Hal itu ia maksud untuk menghindari kesan mirip dengan lagu versi aslinya. Unsur rasa band memang masih ditampilkan dengan hadirnya rhythm section, terutama pada bagian refrain, tetapi tidak dominan. Yang menarik, Fafan menampilkan tiga solis selo, violin, dan klarinet.
Dalam penyusunan komposisi, ia membayangkan ketiga solis tersebut sebagai tiga penyanyi dengan karakter suara yang berbeda. Setiap solis diberi ruang untuk menampilkan virtuositas masing-masing. Hal ini mengingatkan pada bentuk kadensa dalam konserto. Perbedaannya, seluruh notasi ditulis oleh Fafan.
Era baru musik pop
Sebenarnya, Jakarta Concert Orchestra sudah sering menyuguhkan karya non-klasik dalam pergelaran. Tersebutlah seperti lagu-lagu rock Queen, The Beatles, dan Michael Jackson. Namun, dalam ”Simfoni untuk Bangsa” kali ini, Avip Priatna dan kawan-kawan lebih ”membumi” lagi. Mereka menampilkan lagu-lagu pop Indonesia era 1990-an sampai 2000-an.
Repertoar bisa dikatakan renyah, dalam arti materi lagu adalah lagu pop yang berseliweran hampir setiap hari di era 1990-an, 2000-an hingga 2010-an. Selain lagu Dewa, Jamrud, dan d’Masiv, disuguhkan juga lagu ”50 Tahun Lagi” ciptaan Anang Hermansyah yang dipopulerkan oleh grup Warna, ”Naluri Lelaki”-nya Samsons, ”Setia” ciptaan Pongki Barata yang dipopulerkan Jikustik, ”Masih” dari Ada Band, ”Tak Bisakah” Peterpan, lagu komedik ”Goyang Duyu” dari Project Pop, sampai lagu anak ”Jangan Takut Gelap” ciptaan Eross Candra yang dipopulerkan Tasya.
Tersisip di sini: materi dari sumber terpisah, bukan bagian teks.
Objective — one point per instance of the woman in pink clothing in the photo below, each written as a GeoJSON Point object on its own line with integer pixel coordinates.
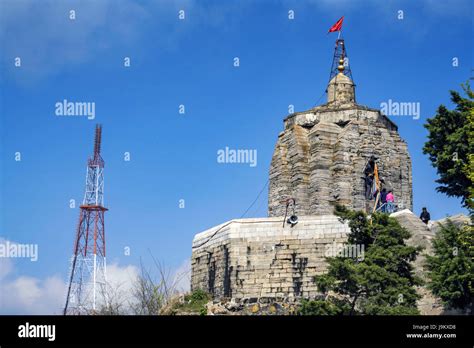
{"type": "Point", "coordinates": [390, 200]}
Baca juga: Merayakan Kelegendaan Michael Jackson
Avip Priatna pada tahun 2000-an baru kembali dari sekolah musik di Vienna. Sekembali ke Tanah Air, telinga Avip setiap hari terpapar lagu-lagu pop yang sedang naik daun. Avip menyebut masa 1990-an hingga 2000-an sebagai era baru musik pop.
Pada masa itu bermunculan grup musik yang hampir semuanya melahirkan lagu hit, alias lagu yang ”memukul” atau populer di telinga orang. Era baru tersebut juga dikondisikan oleh produktifnya label internasional yang ada di negeri ini, seperti Sony Music, Warner, Universal Music, EMI, dan BMG.
Dalam ”Simfoni untuk Bangsa”, lagu-lagu pop pada masa tersebut diangkat sebagai menu utama. Ada semacam retrospeksi atas musik pop pada masa itu yang oleh Avip Priatna disebut sebagai era baru musik pop.
Dalam garapan Jakarta Concert Orchestra, lagu-lagu pop tersebut diolah dalam karya simfonikal. Karya tidak berubah, tetapi menemukan versi keindahannya yang lain. Itu mengapa penikmat masih bisa bernostalgia dengan lagu era 1990-an sampai 2000-an di tengah pergelaran orkes simfoni.